This is the plot I get, with the expected density values considering 100 observations.
ggplot() +
geom_density(aes(x = wang, colour = 'observed'), wang, size = 1) +
geom_density(aes(x = jv, colour = 'expected within'), df, size = 1) +
geom_density(aes(x = all, colour = 'expected adults'), df, size = 1) + #df$all in this line
geom_vline(aes(xintercept = mean(wang$wang),
colour = 'observed mean')) +
scale_colour_manual("", values = c('observed' = "dodgerblue2",
'expected within' = "darkgoldenrod2",
'expected adults' = 'darkolivegreen4',
'observed mean' = 'red')) +
scale_x_continuous(expand = c(0, 0), limits = c(-0.3, 0.2)) +
scale_y_continuous(expand = c(0, 0))
However, when using df$ad instead of df$all in the fourth geom_density, I get this plot with density values much higher than the number of observations
ggplot() +
geom_density(aes(x = wang, colour = 'observed'), wang, size = 1) +
geom_density(aes(x = jv, colour = 'expected within'), df, size = 1) +
geom_density(aes(x = ad, colour = 'expected adults'), df, size = 1) + #df$ad in this line
geom_vline(aes(xintercept = mean(wang$wang),
colour = 'observed mean')) +
scale_colour_manual("", values = c('observed' = "dodgerblue2",
'expected within' = "darkgoldenrod2",
'expected adults' = 'darkolivegreen4',
'observed mean' = 'red')) +
scale_x_continuous(expand = c(0, 0), limits = c(-0.3, 0.2)) +
scale_y_continuous(expand = c(0, 0))
I than plotted the histogram along with the density plot for df$ad (code below), this is what I get
ggplot() +
geom_density(aes(x = ad, colour = 'density'), df) +
geom_histogram(aes(x = ad), df)
Why do I get such high values when plotting density for df$ad when I only have 100 observations, as shown by the histrogram? And why this does not happen when plotting df$all?
Thanks
Because 'geom_density' plots density estimates, and 'geom_hist' gives counts of data falling into different bins. The units on the y-axis for 'geom_density' are not counts. See Can a probability distribution value exceeding 1 be OK? for more info on what the density estimates actually mean.

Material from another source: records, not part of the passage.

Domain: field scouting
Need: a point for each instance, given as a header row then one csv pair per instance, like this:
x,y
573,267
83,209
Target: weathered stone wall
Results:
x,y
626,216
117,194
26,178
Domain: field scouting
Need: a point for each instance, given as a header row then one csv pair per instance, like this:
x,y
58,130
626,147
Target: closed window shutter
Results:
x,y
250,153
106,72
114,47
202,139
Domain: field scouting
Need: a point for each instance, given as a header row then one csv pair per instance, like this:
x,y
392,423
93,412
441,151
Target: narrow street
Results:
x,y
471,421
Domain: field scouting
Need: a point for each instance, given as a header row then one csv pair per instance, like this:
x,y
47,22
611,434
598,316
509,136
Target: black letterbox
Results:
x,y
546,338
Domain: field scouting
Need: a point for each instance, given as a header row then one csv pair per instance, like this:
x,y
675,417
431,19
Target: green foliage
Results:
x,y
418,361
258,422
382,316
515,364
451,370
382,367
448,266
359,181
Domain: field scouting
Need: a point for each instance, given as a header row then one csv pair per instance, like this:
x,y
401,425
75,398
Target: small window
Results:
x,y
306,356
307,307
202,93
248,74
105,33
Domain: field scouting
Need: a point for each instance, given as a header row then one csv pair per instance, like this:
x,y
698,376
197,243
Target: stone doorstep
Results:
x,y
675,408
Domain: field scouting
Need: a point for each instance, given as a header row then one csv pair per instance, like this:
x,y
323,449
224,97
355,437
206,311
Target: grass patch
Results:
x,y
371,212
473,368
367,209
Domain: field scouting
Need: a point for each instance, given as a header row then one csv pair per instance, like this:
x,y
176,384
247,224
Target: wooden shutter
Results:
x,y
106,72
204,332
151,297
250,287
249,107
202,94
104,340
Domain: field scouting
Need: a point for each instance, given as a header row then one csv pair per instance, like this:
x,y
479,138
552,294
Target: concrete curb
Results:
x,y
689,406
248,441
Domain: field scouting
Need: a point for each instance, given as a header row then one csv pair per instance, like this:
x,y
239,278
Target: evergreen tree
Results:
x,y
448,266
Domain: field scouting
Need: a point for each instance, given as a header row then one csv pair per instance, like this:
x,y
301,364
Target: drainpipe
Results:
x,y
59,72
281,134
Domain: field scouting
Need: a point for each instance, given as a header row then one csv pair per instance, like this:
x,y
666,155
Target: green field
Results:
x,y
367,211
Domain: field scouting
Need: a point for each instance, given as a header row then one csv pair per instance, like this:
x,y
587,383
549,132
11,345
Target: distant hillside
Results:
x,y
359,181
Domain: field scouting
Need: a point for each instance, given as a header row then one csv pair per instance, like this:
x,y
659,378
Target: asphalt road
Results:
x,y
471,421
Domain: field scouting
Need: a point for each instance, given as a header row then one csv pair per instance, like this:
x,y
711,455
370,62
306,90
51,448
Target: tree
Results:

Your ad variable is simply much less variable, with a standard deviation of 0.00085 relative to a sd of 0.019 for all.
Look at scaling to 1 in the help, ?geom_density if you want the densitys on the same scale for all variables: aes(x = ad, colour = 'expected adults', y=..scaled..). Either way 'geom_density' is displaying your data correctly, although you may want to explore whether histograms wouldn't be a better way to display your data's distributions anyways.